But isn't that different than the original functionality? He
originally wanted a warning (specifically assert_equal as part of
Test::Unit) for each line that differed. Your code will only match the
first such case then break out of the loop.
Jacob Fugal
It is a _sized_ queue wich i initailized to be of size 1, so there is
only 1 item max in the queue at any given time. This comes from a lib
called 'thread' so i would assume that it is in fact "built with threads
in mind". It blocks if there is an item in it and you want to write and
it block if there is no such item and you want to read.
cheers
Simon
hmm, true .. on the other hand assert_equal throws an
AssertionFailedError, so this is kind of breaking out of the loop also.
(But right, its not the same thing)
cheers
Simon
Performance would probably be the wrong motivation to switch to
SyncEnumerator. On my machine it is about 100 times slower then
Enumerable#zip.
sync-enum: 1.676
zip-enum: 0.018
sizedqueue: 0.226
-Levin
Indeed, I forgot about that as well. Most my programming has been in
PHP lately (*shudder*) and the testing framework I use continues past
failed assertions, so you can have many failed assertions in one test.

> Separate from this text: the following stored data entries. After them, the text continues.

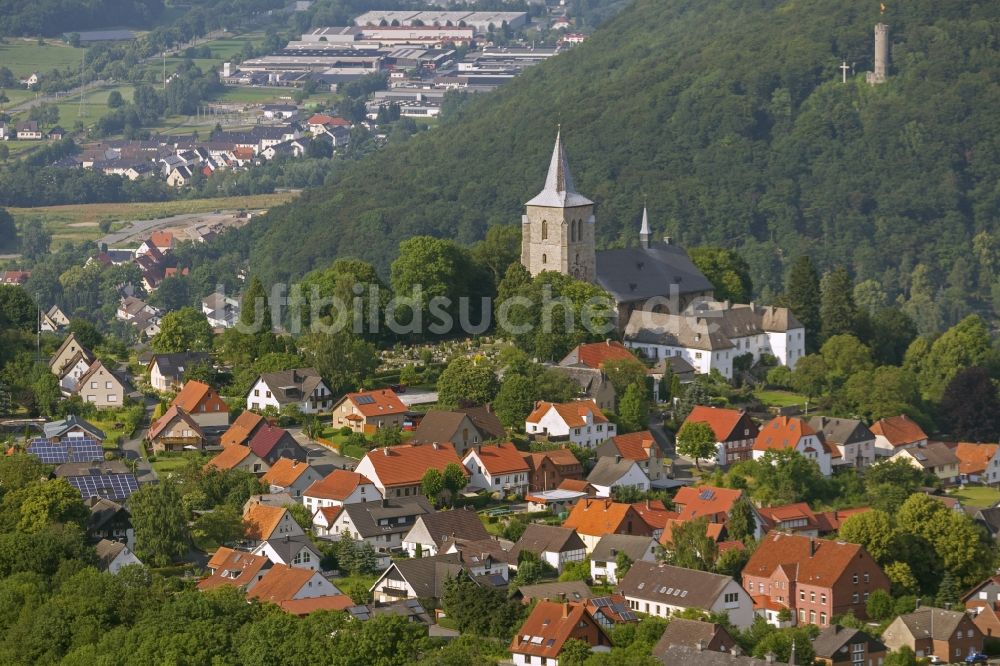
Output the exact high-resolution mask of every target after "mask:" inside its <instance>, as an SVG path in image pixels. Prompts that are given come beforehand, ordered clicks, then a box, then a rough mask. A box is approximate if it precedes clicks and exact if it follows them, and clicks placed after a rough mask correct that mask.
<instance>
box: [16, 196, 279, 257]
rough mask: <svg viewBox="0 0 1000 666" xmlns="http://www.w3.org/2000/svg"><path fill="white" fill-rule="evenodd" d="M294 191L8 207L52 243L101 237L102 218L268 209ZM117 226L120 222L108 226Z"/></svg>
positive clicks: (94, 239) (74, 240)
mask: <svg viewBox="0 0 1000 666" xmlns="http://www.w3.org/2000/svg"><path fill="white" fill-rule="evenodd" d="M296 196H297V195H296V193H294V192H278V193H275V194H258V195H254V196H249V197H221V198H218V199H187V200H181V201H164V202H157V203H124V204H74V205H68V206H42V207H39V208H9V209H8V211H10V213H11V214H12V215H13V216H14V220H15V221H17V222H19V223H21V224H38V223H41V224H43V225H45V228H46V230H47V231H48V232H49V233H51V234H52V240H53V243H54V244H56V245H58V244H60V243H66V242H68V241H73V242H79V241H85V240H96V239H98V238H100V237H101V236H103V235H104V234H103V232H101V230H100V229H99V228H98V225H99V224H100V223H101V222H102V221H105V220H108V221H111V222H124V221H129V222H131V221H133V220H153V219H158V218H161V217H170V216H172V215H184V214H188V213H211V212H213V211H216V210H239V209H253V208H270V207H272V206H277V205H279V204H282V203H285V202H287V201H290V200H291V199H294V198H295V197H296ZM112 226H113V227H114V226H121V225H112Z"/></svg>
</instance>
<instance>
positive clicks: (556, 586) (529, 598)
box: [517, 580, 594, 602]
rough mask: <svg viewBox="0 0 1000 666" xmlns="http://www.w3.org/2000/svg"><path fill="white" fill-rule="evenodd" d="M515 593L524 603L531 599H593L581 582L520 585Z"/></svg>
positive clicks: (583, 599)
mask: <svg viewBox="0 0 1000 666" xmlns="http://www.w3.org/2000/svg"><path fill="white" fill-rule="evenodd" d="M517 591H518V593H519V594H520V595H521V599H522V600H523V601H525V602H528V601H531V600H532V599H549V600H552V601H555V600H557V599H566V601H583V600H584V599H592V598H593V597H594V593H593V591H592V590H591V589H590V588H589V587H587V584H586V583H584V582H583V581H582V580H570V581H565V582H552V583H537V584H535V585H522V586H521V587H519V588H517Z"/></svg>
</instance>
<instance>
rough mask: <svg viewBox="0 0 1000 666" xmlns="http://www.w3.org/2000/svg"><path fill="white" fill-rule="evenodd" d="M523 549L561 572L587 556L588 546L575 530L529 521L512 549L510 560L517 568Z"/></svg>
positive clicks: (578, 561)
mask: <svg viewBox="0 0 1000 666" xmlns="http://www.w3.org/2000/svg"><path fill="white" fill-rule="evenodd" d="M523 551H527V552H529V553H534V554H535V555H538V557H539V558H540V559H541V560H542V561H543V562H545V563H546V564H548V565H549V566H551V567H552V568H554V569H555V570H556V571H558V572H559V573H562V571H563V569H564V568H565V567H566V565H567V564H569V563H570V562H582V561H583V560H584V559H586V557H587V547H586V545H585V544H584V542H583V540H582V539H581V538H580V536H579V535H578V534H577V533H576V532H575V531H574V530H572V529H570V528H568V527H556V526H555V525H542V524H539V523H529V524H528V526H527V527H526V528H525V530H524V533H523V534H522V535H521V538H520V539H518V540H517V543H515V544H514V547H513V548H511V549H510V562H511V566H513V567H514V568H515V569H516V568H517V563H518V558H519V556H520V555H521V553H522V552H523Z"/></svg>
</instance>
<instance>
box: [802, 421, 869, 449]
mask: <svg viewBox="0 0 1000 666" xmlns="http://www.w3.org/2000/svg"><path fill="white" fill-rule="evenodd" d="M809 425H810V426H812V429H813V430H815V431H816V432H818V433H822V436H823V441H825V442H826V443H827V444H840V445H841V446H843V445H845V444H857V443H858V442H869V441H871V442H873V441H875V434H874V433H872V431H871V430H869V429H868V426H866V425H865V424H864V423H862V422H861V421H859V420H857V419H835V418H832V417H829V416H814V417H812V418H811V419H809Z"/></svg>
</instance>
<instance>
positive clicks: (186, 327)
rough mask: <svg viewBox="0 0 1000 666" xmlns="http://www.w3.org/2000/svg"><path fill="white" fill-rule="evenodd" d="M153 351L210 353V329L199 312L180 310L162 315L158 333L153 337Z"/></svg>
mask: <svg viewBox="0 0 1000 666" xmlns="http://www.w3.org/2000/svg"><path fill="white" fill-rule="evenodd" d="M152 345H153V349H154V350H156V351H157V352H159V353H171V352H182V351H211V349H212V327H211V326H210V325H209V324H208V319H207V318H206V317H205V314H204V313H203V312H202V311H201V310H197V309H195V308H192V307H187V308H181V309H180V310H174V311H173V312H168V313H167V314H165V315H163V319H161V320H160V332H159V333H157V334H156V335H154V336H153V339H152Z"/></svg>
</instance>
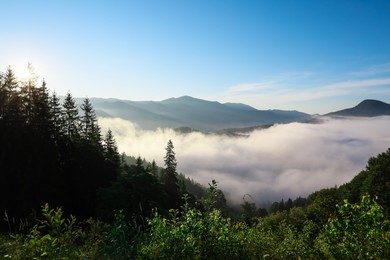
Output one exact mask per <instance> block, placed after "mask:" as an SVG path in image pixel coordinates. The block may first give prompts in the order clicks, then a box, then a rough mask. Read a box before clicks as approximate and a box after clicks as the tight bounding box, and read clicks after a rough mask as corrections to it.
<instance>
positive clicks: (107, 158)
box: [104, 129, 120, 166]
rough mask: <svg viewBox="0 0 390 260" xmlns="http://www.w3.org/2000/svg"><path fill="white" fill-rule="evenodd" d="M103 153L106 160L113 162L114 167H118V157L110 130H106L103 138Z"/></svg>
mask: <svg viewBox="0 0 390 260" xmlns="http://www.w3.org/2000/svg"><path fill="white" fill-rule="evenodd" d="M104 153H105V156H106V159H107V160H109V161H111V162H113V163H114V164H115V165H118V166H119V165H120V156H119V152H118V147H117V145H116V142H115V139H114V136H113V134H112V131H111V129H108V131H107V134H106V137H105V138H104Z"/></svg>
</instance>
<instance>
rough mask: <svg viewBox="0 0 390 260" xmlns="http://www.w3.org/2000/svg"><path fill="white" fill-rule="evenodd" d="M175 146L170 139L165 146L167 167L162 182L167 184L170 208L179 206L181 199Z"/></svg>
mask: <svg viewBox="0 0 390 260" xmlns="http://www.w3.org/2000/svg"><path fill="white" fill-rule="evenodd" d="M173 148H174V147H173V143H172V141H171V140H169V141H168V145H167V147H166V148H165V150H166V151H167V152H166V155H165V157H164V162H165V168H164V171H163V173H162V176H161V179H162V183H163V184H164V185H165V189H166V193H167V195H168V203H167V205H166V206H167V207H168V208H178V207H179V206H180V201H181V196H180V188H179V184H178V179H177V173H176V166H177V162H176V157H175V152H174V151H173Z"/></svg>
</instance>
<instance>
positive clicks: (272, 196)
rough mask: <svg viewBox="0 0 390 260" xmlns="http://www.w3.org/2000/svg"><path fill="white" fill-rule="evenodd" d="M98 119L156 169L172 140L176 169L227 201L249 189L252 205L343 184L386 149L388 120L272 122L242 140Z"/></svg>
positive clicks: (135, 155) (338, 120)
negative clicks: (268, 127)
mask: <svg viewBox="0 0 390 260" xmlns="http://www.w3.org/2000/svg"><path fill="white" fill-rule="evenodd" d="M99 124H100V126H101V127H102V131H103V133H105V132H106V130H107V129H108V128H110V129H111V130H112V131H113V134H114V136H115V139H116V141H117V144H118V147H119V150H120V152H121V153H122V152H125V153H126V154H128V155H132V156H138V155H140V156H141V157H142V158H145V159H146V160H148V161H152V160H155V161H156V163H157V164H158V165H159V166H164V161H163V158H164V156H165V152H166V151H165V147H166V145H167V142H168V140H169V139H171V140H172V142H173V145H174V147H175V149H174V151H175V152H176V159H177V162H178V171H179V172H182V173H184V174H185V175H186V176H187V177H190V178H193V179H194V180H196V181H197V182H199V183H201V184H203V185H205V186H208V185H207V184H208V183H210V182H211V180H213V179H215V180H217V181H218V182H219V187H220V188H221V189H222V190H223V191H224V193H225V195H226V197H227V199H228V200H229V201H230V202H235V203H242V197H243V195H245V194H250V195H251V196H252V198H254V200H255V202H256V203H257V204H258V205H261V204H263V203H268V202H273V201H279V200H281V199H282V198H284V199H286V198H288V197H291V198H292V199H295V198H296V197H298V196H307V195H309V194H310V193H311V192H313V191H316V190H319V189H321V188H326V187H334V186H335V185H341V184H343V183H345V182H348V181H350V180H351V179H352V178H353V177H354V176H355V175H356V174H358V173H359V172H360V171H361V170H363V169H364V168H365V165H366V164H367V160H368V159H369V158H370V157H372V156H376V155H377V154H378V153H381V152H384V151H386V150H387V148H389V147H390V117H375V118H343V119H333V118H324V119H323V120H322V123H319V124H305V123H290V124H283V125H276V126H273V127H271V128H269V129H265V130H256V131H254V132H252V133H250V135H249V137H247V138H245V137H240V138H237V137H226V136H217V135H204V134H201V133H191V134H186V135H183V134H178V133H176V132H174V131H173V130H171V129H158V130H156V131H144V130H141V129H139V128H138V127H137V126H136V125H134V124H133V123H131V122H129V121H125V120H122V119H118V118H115V119H113V118H99Z"/></svg>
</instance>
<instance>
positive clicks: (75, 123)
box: [63, 92, 79, 139]
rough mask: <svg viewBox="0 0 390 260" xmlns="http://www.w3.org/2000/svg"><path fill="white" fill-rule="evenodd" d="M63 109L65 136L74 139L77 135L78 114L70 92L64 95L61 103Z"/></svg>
mask: <svg viewBox="0 0 390 260" xmlns="http://www.w3.org/2000/svg"><path fill="white" fill-rule="evenodd" d="M63 107H64V123H65V125H64V126H65V129H64V131H65V134H66V135H67V136H68V137H70V138H72V139H73V138H75V137H77V136H78V135H79V131H78V129H79V112H78V109H77V106H76V102H75V100H74V98H73V97H72V95H71V94H70V92H68V94H66V96H65V100H64V103H63Z"/></svg>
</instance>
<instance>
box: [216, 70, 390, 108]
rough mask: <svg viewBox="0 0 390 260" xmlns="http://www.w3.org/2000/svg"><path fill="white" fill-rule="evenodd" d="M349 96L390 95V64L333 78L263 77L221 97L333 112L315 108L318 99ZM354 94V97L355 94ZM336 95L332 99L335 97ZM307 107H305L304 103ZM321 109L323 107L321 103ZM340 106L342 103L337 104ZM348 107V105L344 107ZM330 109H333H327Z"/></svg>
mask: <svg viewBox="0 0 390 260" xmlns="http://www.w3.org/2000/svg"><path fill="white" fill-rule="evenodd" d="M339 97H348V99H347V100H345V99H344V104H341V105H343V106H345V105H346V102H345V101H348V100H353V101H354V102H357V101H356V100H357V99H360V101H361V97H363V98H375V97H377V98H378V99H383V98H384V100H383V101H385V102H386V101H387V102H388V101H389V100H388V99H390V64H383V65H378V66H376V67H370V68H368V69H366V70H365V71H360V72H356V73H345V74H342V75H337V76H335V77H334V78H329V77H326V76H325V75H320V74H315V73H310V72H303V73H285V74H281V75H276V76H275V77H271V78H267V79H266V80H264V81H259V82H254V83H245V84H239V85H236V86H232V87H230V88H228V89H227V91H226V92H225V93H223V94H221V96H220V97H219V99H222V100H224V101H228V102H243V103H247V104H249V105H252V106H254V107H258V108H259V105H258V104H261V105H263V106H264V105H268V108H281V109H296V110H302V109H303V110H302V111H305V110H304V109H305V108H306V107H309V108H310V107H311V110H312V111H305V112H309V113H310V112H311V113H320V112H330V111H333V110H334V109H336V107H326V108H324V107H323V106H322V111H313V110H314V109H315V108H316V107H317V106H318V103H321V102H323V103H324V102H325V101H327V102H328V103H330V104H332V103H333V102H334V99H337V98H339ZM354 97H355V98H354ZM332 99H333V100H332ZM303 103H304V104H305V106H306V107H303V106H302V104H303ZM349 105H352V104H349ZM318 108H320V109H321V107H318ZM337 108H340V107H337ZM342 108H345V107H342ZM325 109H330V110H327V111H326V110H325Z"/></svg>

So if you replaced the puts "..." or break if ... with an assertEqual,
you'd pretty much have it right on. :) And since you fail at the first
mismatched character, your prior newlines are sure to have matched up.
Cool beans.
Jacob Fugal
Yeah, but that performance is probably linear (again, I'm shooting
from my hip here). So in the extreme cases, SyncEnumerable would
outperform #zip. And even before it takes the lead in execution speed,
it definitely has an advantage in memory, which I was more concerned
about. SizedQueue however seems to be a much better choice than
SyncEnumerable for those situations.
Jacob Fugal.
Yeah, I should have looked into that before my first post. Again, my
apologies :)
Jacob Fugal
class Array
# The differences between 2 arrays of equal size.
def dif( other )
( (0...self.size).to_a.zip( self ) -
(0...self.size).to_a.zip( other ) ).map{|x| x<<other[x[0]] }
end
end
@html_reference.to_enum(:each_line).dif(
cal.to_html.to_enum(:each_line) ).each{ |x|
# Line numbering starts with 1.
x[0] += 1
print "Incorrect at line "; puts x; puts
}
Thanks for bringing this up.
The variant with each_zip in Enumerable needs only one thread:
user system total real
sync-enum: 1.594000 0.500000 2.094000 ( 2.110000)
zip-enum: 0.016000 0.000000 0.016000 ( 0.015000)
sizedqueue: 0.250000 0.000000 0.250000 ( 0.250000)
each_zip: 0.125000 0.000000 0.125000 ( 0.125000)
but no match against zip-enum in terms of speed.
Still interesting that threads are 10 times faster in this case than
continuations.
cheers
Simon
> So I have a function that generates like 300 lines of text and I
> want to unit test it. If it fails, it barfs a dozen pages of text
> then says there's a difference in there somewhere and we wish you
> the best of luck trying to find it.
Use unit_diff in ZenTest.
http://rubyforge.org/projects/zentest
--
Eric Hodel - drb...@segment7.net - http://segment7.net
FEC2 57F1 D465 EB15 5D6E 7C11 332A 551C 796C 9F04